Plusieurs types de papyrus égyptiens ont été exploités. Le protocole de datation placé en tête des documents administratifs lagides – et qui suit un même modèle en grec comme en démotique – fournit des indications précieuses puisqu’il indique le nom du roi en activité lors de la rédaction du document, sa filiation, son épithète divine (à partir du règne de Ptolémée VIII, dès 145) et les noms des prêtres du culte dynastique qui étaient en charge à cette date 11. Ces protocoles étaient probablement élaborés en grec à Alexandrie, puis étaient traduits en démotique et transmis dans les divers centres de la chôra12. Tous les changements institutionnels sont reportés dans les protocoles, qui offrent ainsi un reflet actualisé du pouvoir royal. Le degré de fiabilité de cette documentation est élevé même si l’on n’est pas totalement à l’abri d’erreurs introduites par un scribe peu scrupuleux et même si l’on doit parfois tenir compte de retards dans la transmission d’informations jusqu’en des lieux fort éloignés d’Alexandrie. Les serments royaux, qui renforcent le caractère légal de certains actes (ventes, achats, locations, etc.) livrent également le nom et les titres des souverains en activité, en respectant les indications données dans les protocoles. ← 4 | 5 → Parfois, le contenu même de certains papyrus concerne les reines et leurs partenaires royaux, qu’il s’agisse d’ordonnances royales, de requêtes formulées par des sujets ou de rapports rédigés par des fonctionnaires ; les uns comme les autres étaient adressés aux dirigeants du royaume, qui se devaient d’y répondre.
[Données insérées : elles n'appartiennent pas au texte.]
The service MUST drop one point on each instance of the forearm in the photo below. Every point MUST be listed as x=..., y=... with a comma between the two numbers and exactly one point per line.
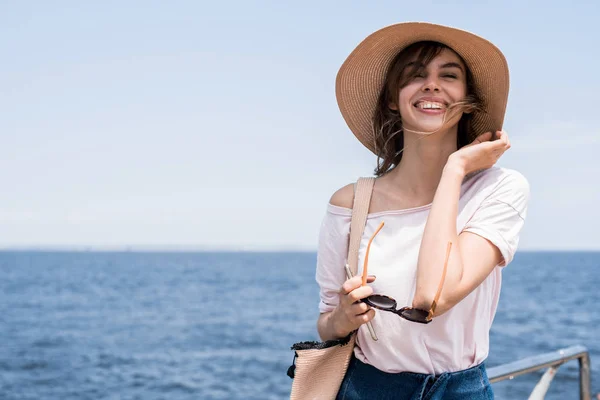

Contrairement aux papyrus, les ostraca administratifs en grec et en démotique ne contiennent pas de protocole de datation complet avec le nom des souverains, mais se contentent de donner une date. La plupart du temps, ils ne fournissent pas de données historiques utiles à notre propos, les noms des souverains étant passés sous silence. Nous avons cependant retenu les ostraca datant de la guerre civile déclenchée en 132/131 et opposant Cléopâtre II et Ptolémée VIII, car ils comptent au nombre des rares documents permettant de savoir dans quelle ville d’Egypte et à quelle date Cléopâtre II fut reconnue en tant que seule souveraine. Nous avons également pris en considération les ostraca du prêtre égyptien Hor, retrouvés à Saqqara, qui offrent des témoignages essentiels de la première moitié du règne de Ptolémée VI : le prêtre manifeste à plusieurs reprises sa dévotion aux souverains, roi et reine, et donne des informations capitales sur la Sixième Guerre de Syrie (170–168).

Une part importante de la documentation provenant d’Egypte et de Chypre est constituée par des inscriptions grecques. On trouve de nombreuses dédicaces offertes aux souverains par des particuliers, ou offertes aux dieux par des particuliers, mais au nom des souverains 13. Des décrets honorifiques et des bases de statues gravés par des communautés civiques en l’honneur de fonctionnaires ou de militaires lagides soulignent la loyauté de ces derniers envers les occupants du trône. Parfois, une lettre royale écrite originellement sur papyrus a été transcrite sur pierre par les destinataires du courrier afin d’en faire connaître publiquement la teneur.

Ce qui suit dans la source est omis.